Another group are “early investors” who may face mortgage payments in excess of the rent they receive for their unit. Some homeowners may have moved to another city to rent out their GTA home. But with rates rising and prices falling, they decide to sell, she added.
Others may have purchased a pre-construction apartment but are unable to close due to higher interest rates. They now struggle to sell through a consignment sale (where the original purchaser sells the rights and obligations of the purchase agreement to another person). People in that situation may need to unload something, so list their home, Ali said.
Recent data from Urbanation shows that the GTA is expected to deliver a record number of new apartments this year. “To me, that means there will be a lot of over-leveraged buyers who will have to sell something,” said Ali.
But overall, “You’re not going to see those mass sales, right now a lot of people are just holding their breath,” she added. They wonder, “when is the pain going to stop?”
Last week, the CEOs of some of Canada’s largest banks said tens of thousands of Canadians would be unable to pay their mortgages due to rising interest rates. Also, some brokers have reported an increase in inquiries about apartment sales, and some mortgage brokers have reported an increase in foreclosures by private and alternative lenders. In all of these scenarios, properties can be sold at a loss.
But Brendon Cowans, VP of sales at Property.ca Inc, said he hasn’t seen a rush of “fire sales” yet. The market is typically months behind interest rate announcements, he said, noting that the next one is scheduled for Jan. 25.
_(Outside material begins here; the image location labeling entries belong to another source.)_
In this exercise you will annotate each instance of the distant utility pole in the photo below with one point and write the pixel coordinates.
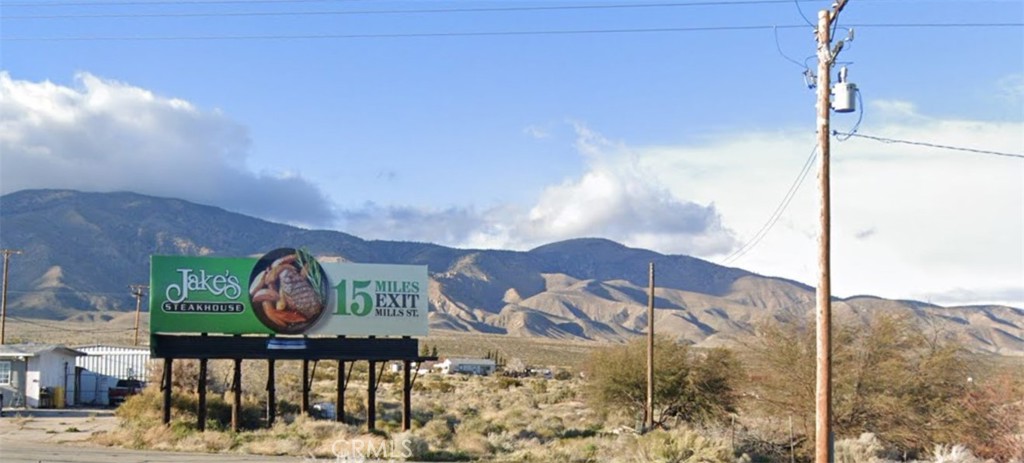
(822, 390)
(650, 351)
(137, 291)
(3, 299)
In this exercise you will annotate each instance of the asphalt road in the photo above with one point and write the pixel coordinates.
(30, 452)
(41, 435)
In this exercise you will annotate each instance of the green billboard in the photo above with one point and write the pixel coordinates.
(286, 292)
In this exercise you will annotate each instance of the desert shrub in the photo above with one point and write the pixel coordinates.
(993, 413)
(438, 432)
(681, 446)
(889, 378)
(953, 454)
(688, 386)
(861, 450)
(505, 382)
(410, 446)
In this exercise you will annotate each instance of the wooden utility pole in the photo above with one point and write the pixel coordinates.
(137, 291)
(822, 387)
(3, 298)
(650, 350)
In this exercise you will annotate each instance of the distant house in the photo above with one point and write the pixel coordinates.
(103, 366)
(38, 375)
(482, 367)
(416, 367)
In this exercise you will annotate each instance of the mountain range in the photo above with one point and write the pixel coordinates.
(81, 251)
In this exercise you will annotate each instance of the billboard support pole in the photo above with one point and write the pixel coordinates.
(305, 388)
(271, 398)
(237, 395)
(168, 369)
(372, 397)
(201, 406)
(339, 400)
(407, 396)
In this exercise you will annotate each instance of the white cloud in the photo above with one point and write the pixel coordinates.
(103, 135)
(613, 199)
(907, 220)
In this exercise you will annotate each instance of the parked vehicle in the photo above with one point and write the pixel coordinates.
(123, 389)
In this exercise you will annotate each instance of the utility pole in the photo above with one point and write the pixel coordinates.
(822, 390)
(137, 291)
(3, 298)
(650, 351)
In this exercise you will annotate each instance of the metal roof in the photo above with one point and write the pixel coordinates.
(33, 349)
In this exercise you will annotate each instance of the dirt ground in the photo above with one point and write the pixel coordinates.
(54, 425)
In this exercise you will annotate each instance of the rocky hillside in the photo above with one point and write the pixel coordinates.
(82, 250)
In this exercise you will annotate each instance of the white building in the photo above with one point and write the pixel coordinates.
(102, 366)
(38, 375)
(482, 367)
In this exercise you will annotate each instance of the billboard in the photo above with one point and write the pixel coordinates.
(286, 292)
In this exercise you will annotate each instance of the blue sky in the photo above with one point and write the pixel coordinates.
(492, 124)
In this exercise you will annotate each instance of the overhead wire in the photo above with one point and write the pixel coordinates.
(397, 11)
(929, 144)
(83, 330)
(776, 214)
(476, 33)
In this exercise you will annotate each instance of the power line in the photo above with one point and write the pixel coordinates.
(926, 143)
(398, 11)
(479, 33)
(290, 2)
(52, 327)
(776, 214)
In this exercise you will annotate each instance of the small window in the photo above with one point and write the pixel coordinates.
(5, 372)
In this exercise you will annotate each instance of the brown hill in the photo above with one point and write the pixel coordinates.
(82, 250)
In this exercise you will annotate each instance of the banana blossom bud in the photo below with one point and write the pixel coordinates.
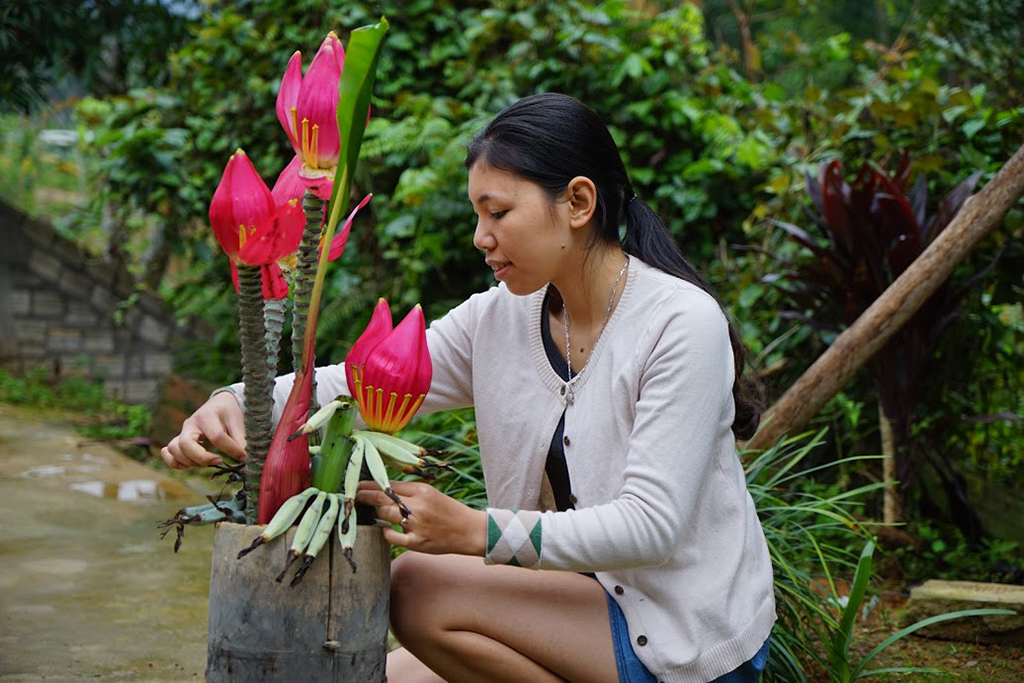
(251, 227)
(389, 371)
(307, 109)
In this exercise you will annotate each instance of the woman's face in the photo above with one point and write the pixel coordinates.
(523, 235)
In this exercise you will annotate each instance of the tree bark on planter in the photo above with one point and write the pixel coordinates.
(891, 507)
(331, 627)
(891, 310)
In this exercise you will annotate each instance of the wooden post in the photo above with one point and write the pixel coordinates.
(891, 310)
(331, 627)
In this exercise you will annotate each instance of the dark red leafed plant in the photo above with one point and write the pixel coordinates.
(865, 235)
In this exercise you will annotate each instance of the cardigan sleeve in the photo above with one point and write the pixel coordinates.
(683, 419)
(450, 341)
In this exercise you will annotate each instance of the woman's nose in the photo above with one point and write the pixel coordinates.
(482, 239)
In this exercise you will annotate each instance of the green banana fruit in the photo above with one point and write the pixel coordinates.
(379, 473)
(346, 535)
(403, 456)
(323, 532)
(304, 532)
(335, 451)
(284, 518)
(322, 417)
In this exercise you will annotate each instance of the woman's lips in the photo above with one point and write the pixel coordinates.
(500, 268)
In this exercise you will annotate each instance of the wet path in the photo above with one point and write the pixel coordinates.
(87, 588)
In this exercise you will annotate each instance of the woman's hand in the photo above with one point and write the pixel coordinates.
(437, 524)
(218, 422)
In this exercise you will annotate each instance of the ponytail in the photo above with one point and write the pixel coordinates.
(648, 240)
(549, 139)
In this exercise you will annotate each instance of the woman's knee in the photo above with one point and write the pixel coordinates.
(421, 586)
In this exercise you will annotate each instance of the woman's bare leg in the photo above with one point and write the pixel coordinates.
(470, 622)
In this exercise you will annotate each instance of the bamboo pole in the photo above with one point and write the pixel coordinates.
(891, 310)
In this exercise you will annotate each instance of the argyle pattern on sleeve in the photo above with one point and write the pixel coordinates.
(513, 538)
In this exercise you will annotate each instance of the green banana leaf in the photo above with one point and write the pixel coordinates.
(859, 671)
(354, 92)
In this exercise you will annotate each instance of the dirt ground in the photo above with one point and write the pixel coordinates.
(87, 588)
(971, 663)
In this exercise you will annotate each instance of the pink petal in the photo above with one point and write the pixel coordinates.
(222, 214)
(289, 184)
(377, 330)
(286, 470)
(276, 237)
(399, 366)
(288, 96)
(340, 240)
(318, 102)
(318, 181)
(235, 276)
(241, 201)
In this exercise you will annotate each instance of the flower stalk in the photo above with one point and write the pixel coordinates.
(305, 272)
(258, 383)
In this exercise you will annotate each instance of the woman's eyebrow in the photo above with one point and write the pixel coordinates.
(485, 197)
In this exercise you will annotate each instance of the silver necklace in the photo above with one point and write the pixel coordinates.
(569, 393)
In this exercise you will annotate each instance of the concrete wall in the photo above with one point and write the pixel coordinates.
(68, 311)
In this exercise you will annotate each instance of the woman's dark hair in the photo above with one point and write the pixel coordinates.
(551, 138)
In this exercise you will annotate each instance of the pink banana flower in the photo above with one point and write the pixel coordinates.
(251, 227)
(389, 371)
(286, 470)
(290, 186)
(307, 109)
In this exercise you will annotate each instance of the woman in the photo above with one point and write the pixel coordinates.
(608, 394)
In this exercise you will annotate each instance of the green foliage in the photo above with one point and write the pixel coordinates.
(108, 45)
(105, 418)
(718, 143)
(946, 553)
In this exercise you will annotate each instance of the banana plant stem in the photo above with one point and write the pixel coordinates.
(258, 383)
(305, 271)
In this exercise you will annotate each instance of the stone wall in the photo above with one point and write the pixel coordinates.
(75, 314)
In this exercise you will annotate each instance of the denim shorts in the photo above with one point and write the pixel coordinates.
(631, 670)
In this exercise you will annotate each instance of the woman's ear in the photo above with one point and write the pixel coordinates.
(582, 197)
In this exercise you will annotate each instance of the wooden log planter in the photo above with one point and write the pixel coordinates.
(331, 627)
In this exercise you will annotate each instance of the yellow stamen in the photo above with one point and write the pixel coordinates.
(380, 403)
(389, 413)
(305, 140)
(415, 407)
(244, 236)
(369, 402)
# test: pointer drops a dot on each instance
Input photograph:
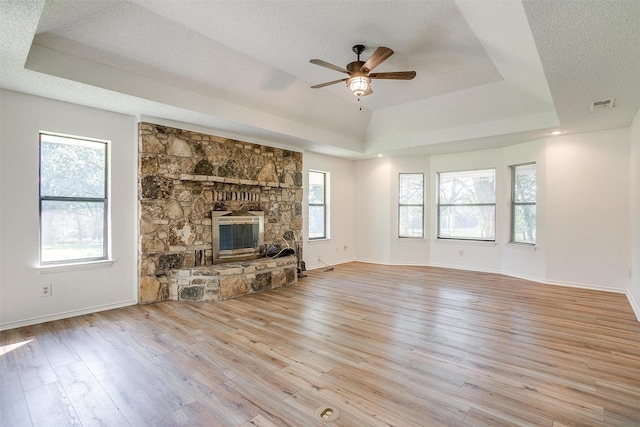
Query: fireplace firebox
(237, 235)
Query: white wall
(634, 288)
(340, 246)
(75, 291)
(407, 251)
(478, 256)
(583, 212)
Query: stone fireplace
(185, 179)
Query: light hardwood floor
(382, 345)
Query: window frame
(324, 205)
(106, 243)
(513, 204)
(401, 205)
(440, 205)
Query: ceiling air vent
(601, 105)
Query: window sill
(318, 241)
(58, 268)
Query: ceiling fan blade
(381, 54)
(325, 64)
(328, 83)
(394, 75)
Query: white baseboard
(65, 315)
(634, 305)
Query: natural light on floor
(10, 347)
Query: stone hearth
(183, 176)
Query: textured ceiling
(489, 74)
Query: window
(317, 205)
(73, 199)
(467, 205)
(523, 203)
(411, 205)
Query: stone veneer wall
(183, 176)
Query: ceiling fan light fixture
(359, 85)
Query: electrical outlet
(45, 290)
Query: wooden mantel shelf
(208, 179)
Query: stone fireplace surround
(183, 176)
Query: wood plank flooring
(382, 345)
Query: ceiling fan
(360, 75)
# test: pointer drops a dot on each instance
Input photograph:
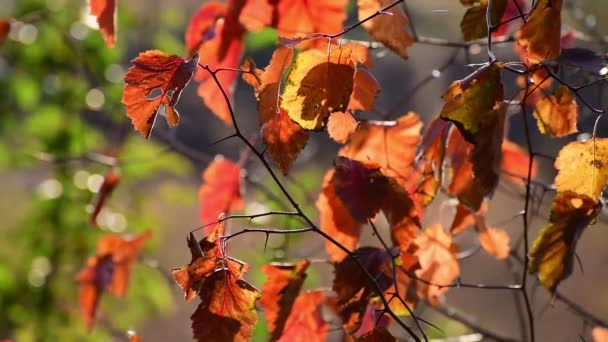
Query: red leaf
(279, 293)
(108, 270)
(154, 70)
(306, 323)
(227, 309)
(336, 220)
(220, 191)
(110, 181)
(105, 11)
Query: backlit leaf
(389, 29)
(279, 293)
(552, 254)
(539, 36)
(557, 114)
(335, 219)
(438, 262)
(220, 191)
(154, 70)
(105, 12)
(319, 85)
(582, 167)
(306, 323)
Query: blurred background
(62, 122)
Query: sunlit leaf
(389, 29)
(154, 70)
(557, 114)
(552, 254)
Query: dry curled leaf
(155, 70)
(389, 28)
(552, 254)
(220, 191)
(582, 167)
(105, 12)
(557, 114)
If people buy at the peak but are tied to a fixed rate for five years, they can get by with an enviably low rate. Canadians will also typically do what they can to save their home – “borrow from mommy, daddy, whoever it is, dip into their savings, whatever it is, to keep the property.”
But if they had a variable rate mortgage, “that’s where it can get tricky,” he said. “Those are the kind of people who might want to sell.”